Election 2012 Can Anyone Stop Romney?

Lars Tunbjork for TIME

Iowa Caucus story

After a photo finish in the first real voting of the 2012 Republican nomination process, the surviving candidates had very different rides awaiting them. Former Massachusetts governor Mitt Romney, winner on Jan. 3 by the unlikely margin of eight votes--remember that number, for it speaks volumes about Romney's situation--climbed onto the front-runner express with a tank full of money and a club car packed with very important friends.

However, with 3 out of 4 participating Iowans voting for someone else, Romney may be in for a rough road ahead. Next up is New Hampshire, Romney's home away from home. He has a big lead in this state that loves to take leaders down a peg. After that, South Carolina, the conservative firewall--and Romney has never been a conservative favorite. You can read an eight-vote victory in Iowa as a sign of Romney's strength (he dashed in late in the game and won on the cheap) or as a sign of weakness (shouldn't a guy who has been running for more than five years be able to crack 25%?).

There's a lot of history to suggest that he's inevitable now, but there are also some good reasons to believe history could be rewritten this year.
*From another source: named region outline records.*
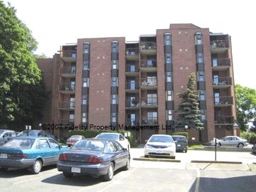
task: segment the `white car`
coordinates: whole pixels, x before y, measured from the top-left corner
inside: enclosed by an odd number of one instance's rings
[[[131,147],[129,140],[119,133],[100,133],[95,137],[95,138],[108,139],[117,141],[124,148],[129,151]]]
[[[144,156],[164,156],[175,159],[176,144],[171,135],[153,134],[144,146]]]

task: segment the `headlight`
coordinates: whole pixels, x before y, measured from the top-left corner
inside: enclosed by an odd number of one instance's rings
[[[154,147],[152,147],[152,146],[150,146],[150,145],[145,144],[144,148],[145,148],[145,149],[152,149],[152,148],[154,148]]]

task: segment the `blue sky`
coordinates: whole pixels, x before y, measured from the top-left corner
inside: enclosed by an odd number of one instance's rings
[[[253,1],[9,0],[38,42],[36,53],[52,57],[78,38],[124,36],[138,41],[170,23],[193,23],[231,36],[235,82],[256,89]],[[252,35],[251,35],[252,34]]]

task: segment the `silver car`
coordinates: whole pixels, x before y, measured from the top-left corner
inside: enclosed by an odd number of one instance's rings
[[[238,136],[226,136],[220,139],[217,139],[216,144],[217,146],[237,146],[242,148],[248,145],[248,142],[247,139],[242,139]]]
[[[176,144],[170,135],[153,134],[144,146],[144,156],[164,156],[175,159]]]

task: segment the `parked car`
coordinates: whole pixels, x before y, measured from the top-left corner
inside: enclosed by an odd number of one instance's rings
[[[82,135],[73,135],[68,139],[66,144],[68,144],[68,146],[71,146],[74,145],[77,142],[83,139],[85,139],[85,137]]]
[[[56,164],[68,149],[49,137],[16,137],[0,147],[0,170],[23,168],[36,174],[42,166]]]
[[[14,130],[0,129],[0,146],[4,144],[11,138],[16,137],[17,132]]]
[[[110,181],[114,171],[128,170],[129,163],[129,152],[117,141],[91,138],[78,141],[62,153],[57,168],[67,178],[78,174],[95,178],[103,176],[105,180]]]
[[[215,145],[215,139],[209,142],[210,145]],[[238,136],[226,136],[220,139],[216,139],[217,146],[237,146],[242,148],[248,145],[247,139],[242,139]]]
[[[17,136],[28,136],[28,130],[22,131]],[[48,137],[56,139],[53,134],[44,130],[28,130],[28,136]]]
[[[256,144],[254,144],[252,147],[252,154],[256,154]]]
[[[119,133],[100,133],[95,137],[97,139],[107,139],[117,141],[124,148],[127,148],[128,151],[130,149],[130,143],[129,140]]]
[[[176,144],[171,135],[153,134],[144,146],[144,156],[165,156],[175,159]]]
[[[183,135],[172,135],[176,144],[176,151],[186,153],[188,151],[188,140],[185,136]]]

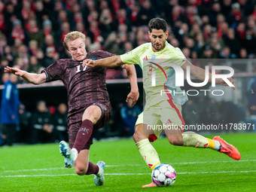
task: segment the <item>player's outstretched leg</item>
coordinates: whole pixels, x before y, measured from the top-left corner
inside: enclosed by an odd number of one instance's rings
[[[59,153],[64,156],[64,167],[72,168],[78,154],[71,150],[69,145],[64,141],[59,142]]]
[[[236,148],[226,142],[220,136],[215,136],[212,139],[215,141],[218,141],[221,143],[221,149],[219,151],[220,153],[224,153],[234,160],[240,160],[241,155]]]
[[[96,186],[103,185],[105,181],[104,169],[105,163],[103,161],[98,161],[96,165],[99,166],[99,172],[94,175],[94,182]]]

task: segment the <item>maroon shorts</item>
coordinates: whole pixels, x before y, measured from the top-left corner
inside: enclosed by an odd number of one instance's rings
[[[93,125],[93,129],[99,129],[105,126],[111,117],[111,106],[110,102],[107,103],[93,103],[92,105],[97,105],[102,110],[102,115],[100,116],[99,120],[97,123]],[[90,106],[90,105],[89,105]],[[87,107],[89,107],[87,106]],[[70,124],[69,126],[69,148],[72,148],[75,138],[77,136],[78,132],[79,129],[81,128],[81,126],[82,124],[82,116],[83,113],[81,114],[81,121],[77,122],[75,123]],[[90,136],[89,141],[87,142],[87,144],[84,145],[83,149],[90,149],[90,145],[93,144],[93,135]]]

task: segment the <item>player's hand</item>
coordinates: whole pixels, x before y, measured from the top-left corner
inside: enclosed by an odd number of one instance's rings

The wild ride of 2011--when one Republican candidate after another surged to the front only to lose a wheel or three--is not yet over. Romney's foes have a little time left to stop his relentlessly chugging locomotive.

Former Pennsylvania Senator Rick Santorum was the Cinderella story, transformed from a rounding error in the polls to a virtual tie for first place almost overnight. Iowa always crowns a Cinderella somehow, but the poor thing never seems to win that second slipper. Ask President Mike Huckabee about that. Santorum's ticket is for a pumpkin in need of some bippity-boppity magic: he's short on money, staff and supporters in the three states--New Hampshire, South Carolina, and Florida--that will make or break him in the remaining days of January.

Then there's Ron Paul, the third-place Iowa finisher who captured better than 1 in 5 caucus votes. The libertarian purist rode out of town as he rode in, on his own private track. No one can predict the course of an American politician whose idea of a victory speech includes the triumphant cry "We're all Austrians now!" For his fellow devotees of the patron saint of unregulated markets, Ludwig von Mises, that's celestial music. But as Adlai Stevenson might have said, Yes, but he needs a majority.

As for the other also-rans, they were all poll toppers at one point or another along the strange GOP path. Newt Gingrich, at 13%, promised to soldier on to New Hampshire and South Carolina, nursing a nasty grudge against Romney over a barrage of critical ads. Texas Governor Rick Perry, on the other hand, sounded relieved to be heading home to Austin after winning just 1 vote in 10 (even as he promised to hang in there a bit longer). And last, Minnesota Representative Michele Bachmann, winner of the 2011 GOP Ames straw poll, quit the race the morning after the vote. You might think this would teach America's political pundits something important about the Ames straw poll. But you already know: those people never learn.